# Bathroom Door



## aps1 (Apr 27, 2009)

I've noticed recently that the bathroom door on my Bessacarr E540 does not close easily and hits the bottom of the frame.

The vehicle is about 16 months old.

Has anyone experienced this problem and resolved it via their friendly local dealer.


----------



## DJP (May 9, 2005)

It may be down to the cold damp weather :roll:


----------



## MikeCo (Jan 26, 2008)

I'm assuming that you have no or little heat on in the van, thats the normal reason, when you put some on and use the van it will be okay.

Mike


----------



## Ian-rapido (Mar 24, 2009)

Agree with the above,

had no problems with the bathroom door in our Rapido since owning it but when we used it New Years the bathroom door was catching on the lock, 

heating on overnight and it was a little easier, by morning it was nearly back to normal.

Roll on the summer :lol: (If we have one this year :roll: )

Ian


----------



## poleman (Aug 31, 2008)

*bathroom door*

Is yours the end bathroom model? our Bolero is the end bathroom and yes the door has jammed twice and been adjusted twice. The door bows out at the bottom as well.


----------



## aps1 (Apr 27, 2009)

although I can accept that damp / cold conditions may cause this problem, I believe that this problem is with movement of 1 leg of the door frame (Non hinge side).

We've used the van for about 12 nights over the last 6 weeks and certainly we needed the heating last weekend.

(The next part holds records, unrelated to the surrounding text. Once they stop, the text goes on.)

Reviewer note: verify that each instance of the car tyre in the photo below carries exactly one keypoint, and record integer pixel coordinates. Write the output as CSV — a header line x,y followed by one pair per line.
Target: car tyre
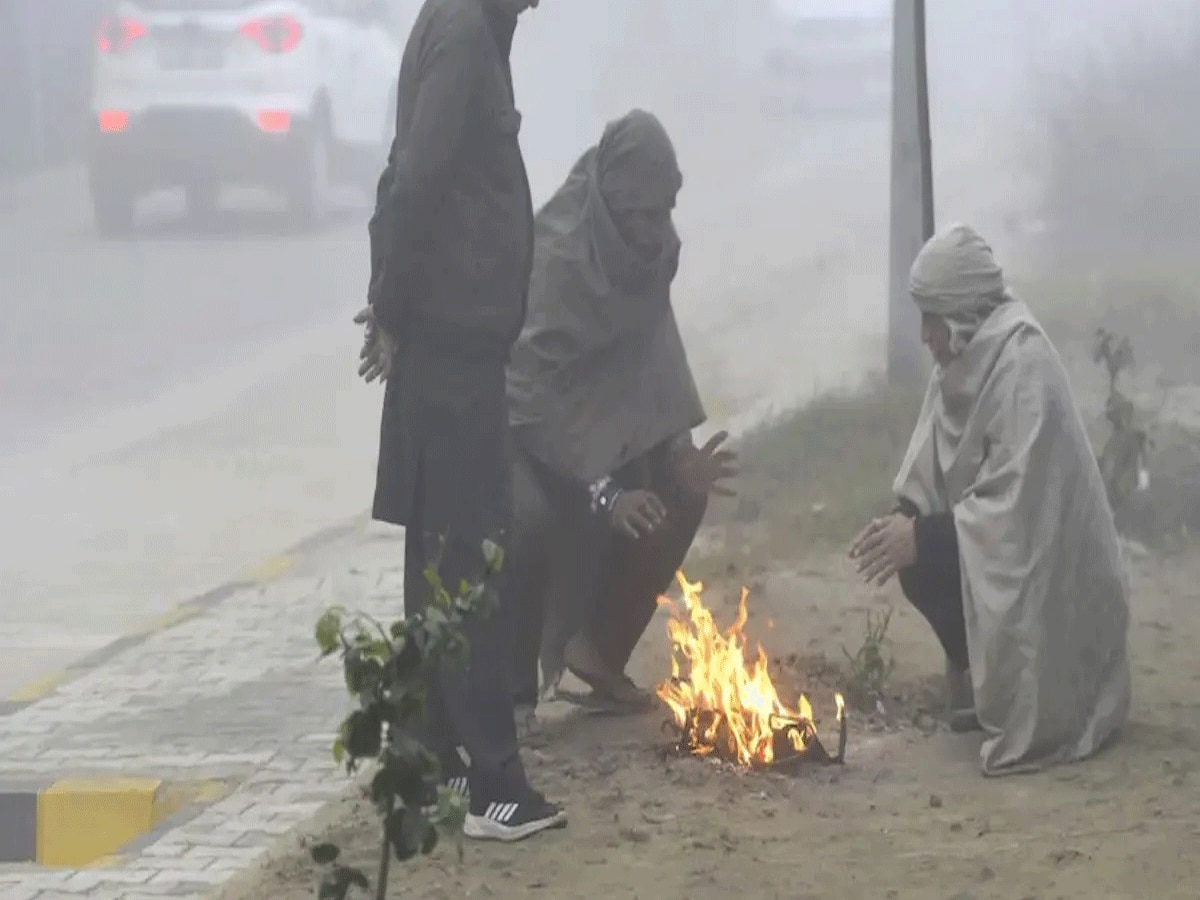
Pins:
x,y
114,207
309,195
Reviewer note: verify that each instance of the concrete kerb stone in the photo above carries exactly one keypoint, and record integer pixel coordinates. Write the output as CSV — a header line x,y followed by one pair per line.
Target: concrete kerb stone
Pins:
x,y
83,822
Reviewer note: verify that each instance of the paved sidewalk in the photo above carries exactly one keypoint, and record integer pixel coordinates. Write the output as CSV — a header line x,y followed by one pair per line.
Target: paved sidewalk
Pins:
x,y
234,693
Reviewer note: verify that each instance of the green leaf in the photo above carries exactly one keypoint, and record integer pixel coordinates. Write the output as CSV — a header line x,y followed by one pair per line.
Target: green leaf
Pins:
x,y
337,882
431,841
493,555
451,811
329,631
324,853
407,832
435,580
363,673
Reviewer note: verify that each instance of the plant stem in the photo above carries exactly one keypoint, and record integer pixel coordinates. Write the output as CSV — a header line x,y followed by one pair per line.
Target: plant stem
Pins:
x,y
385,853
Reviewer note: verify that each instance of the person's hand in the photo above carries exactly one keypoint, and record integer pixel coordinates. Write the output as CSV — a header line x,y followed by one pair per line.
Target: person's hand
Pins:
x,y
637,514
378,348
702,471
886,546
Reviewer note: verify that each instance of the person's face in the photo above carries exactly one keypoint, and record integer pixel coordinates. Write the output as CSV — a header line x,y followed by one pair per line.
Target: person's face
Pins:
x,y
935,334
643,229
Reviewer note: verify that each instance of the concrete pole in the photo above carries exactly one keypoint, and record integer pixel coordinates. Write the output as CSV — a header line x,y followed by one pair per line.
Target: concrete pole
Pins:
x,y
912,189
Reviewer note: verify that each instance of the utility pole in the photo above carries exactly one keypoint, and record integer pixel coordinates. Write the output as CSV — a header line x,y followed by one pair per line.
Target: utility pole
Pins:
x,y
912,189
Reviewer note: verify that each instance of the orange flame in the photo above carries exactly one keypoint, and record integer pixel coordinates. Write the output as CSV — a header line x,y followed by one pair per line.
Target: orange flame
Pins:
x,y
726,703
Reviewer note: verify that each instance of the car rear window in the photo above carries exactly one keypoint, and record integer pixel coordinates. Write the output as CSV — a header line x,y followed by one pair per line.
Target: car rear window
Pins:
x,y
190,5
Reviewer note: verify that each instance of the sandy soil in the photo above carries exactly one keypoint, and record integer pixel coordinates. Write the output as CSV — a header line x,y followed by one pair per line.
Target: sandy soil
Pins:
x,y
907,816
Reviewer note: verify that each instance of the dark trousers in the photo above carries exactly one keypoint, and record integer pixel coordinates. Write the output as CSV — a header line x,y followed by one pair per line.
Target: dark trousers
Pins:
x,y
936,591
461,496
637,575
571,573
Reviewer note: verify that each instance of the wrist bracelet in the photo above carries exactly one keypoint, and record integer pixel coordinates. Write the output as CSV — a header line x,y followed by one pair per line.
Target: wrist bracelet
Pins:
x,y
605,493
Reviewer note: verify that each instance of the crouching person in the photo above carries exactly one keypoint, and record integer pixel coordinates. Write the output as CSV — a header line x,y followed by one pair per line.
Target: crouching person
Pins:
x,y
1003,538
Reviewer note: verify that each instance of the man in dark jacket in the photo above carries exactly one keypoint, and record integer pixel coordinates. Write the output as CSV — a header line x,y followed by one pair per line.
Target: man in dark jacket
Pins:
x,y
451,246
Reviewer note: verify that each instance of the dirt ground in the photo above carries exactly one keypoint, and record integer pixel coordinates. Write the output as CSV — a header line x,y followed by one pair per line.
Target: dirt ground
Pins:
x,y
907,816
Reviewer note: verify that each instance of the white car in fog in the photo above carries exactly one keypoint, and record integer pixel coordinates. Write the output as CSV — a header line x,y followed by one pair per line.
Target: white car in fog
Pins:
x,y
291,95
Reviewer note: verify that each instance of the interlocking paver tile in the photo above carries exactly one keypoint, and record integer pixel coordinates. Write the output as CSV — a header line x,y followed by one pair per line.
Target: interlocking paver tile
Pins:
x,y
237,693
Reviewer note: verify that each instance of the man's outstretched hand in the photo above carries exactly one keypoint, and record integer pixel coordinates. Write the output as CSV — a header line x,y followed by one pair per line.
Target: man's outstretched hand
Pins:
x,y
706,469
378,348
886,546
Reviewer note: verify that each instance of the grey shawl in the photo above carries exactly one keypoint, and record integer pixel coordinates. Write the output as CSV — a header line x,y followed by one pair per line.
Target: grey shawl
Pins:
x,y
599,375
1001,444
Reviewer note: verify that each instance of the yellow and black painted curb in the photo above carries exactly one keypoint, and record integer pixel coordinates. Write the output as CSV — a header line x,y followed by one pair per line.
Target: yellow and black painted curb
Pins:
x,y
83,822
269,570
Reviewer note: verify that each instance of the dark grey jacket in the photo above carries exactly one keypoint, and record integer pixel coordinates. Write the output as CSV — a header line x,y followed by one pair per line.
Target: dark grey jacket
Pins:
x,y
453,231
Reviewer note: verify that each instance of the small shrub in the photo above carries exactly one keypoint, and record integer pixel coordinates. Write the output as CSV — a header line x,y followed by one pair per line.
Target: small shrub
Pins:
x,y
870,666
388,671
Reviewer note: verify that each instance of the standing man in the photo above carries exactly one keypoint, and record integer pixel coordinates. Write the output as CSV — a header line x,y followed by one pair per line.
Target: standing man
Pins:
x,y
451,246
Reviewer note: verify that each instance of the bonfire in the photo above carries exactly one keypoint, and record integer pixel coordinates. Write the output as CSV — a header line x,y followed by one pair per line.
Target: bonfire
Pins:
x,y
725,705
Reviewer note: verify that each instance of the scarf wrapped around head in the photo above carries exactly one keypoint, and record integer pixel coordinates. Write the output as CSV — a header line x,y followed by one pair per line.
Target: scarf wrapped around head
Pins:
x,y
957,277
599,375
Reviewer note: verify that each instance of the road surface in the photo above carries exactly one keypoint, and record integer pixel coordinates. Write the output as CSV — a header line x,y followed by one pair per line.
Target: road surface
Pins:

This vehicle has the end bathroom.


----------



## poleman (Aug 31, 2008)

*bathroom door*

Your Dealer can adjust the door/ frame for you I was told the first time it can last for months or years before more adjustment, it lasted about 8 months and jammed again. I found a mist of silicone spray on the catch and frame ease the problem until you can get to a Dealer.


----------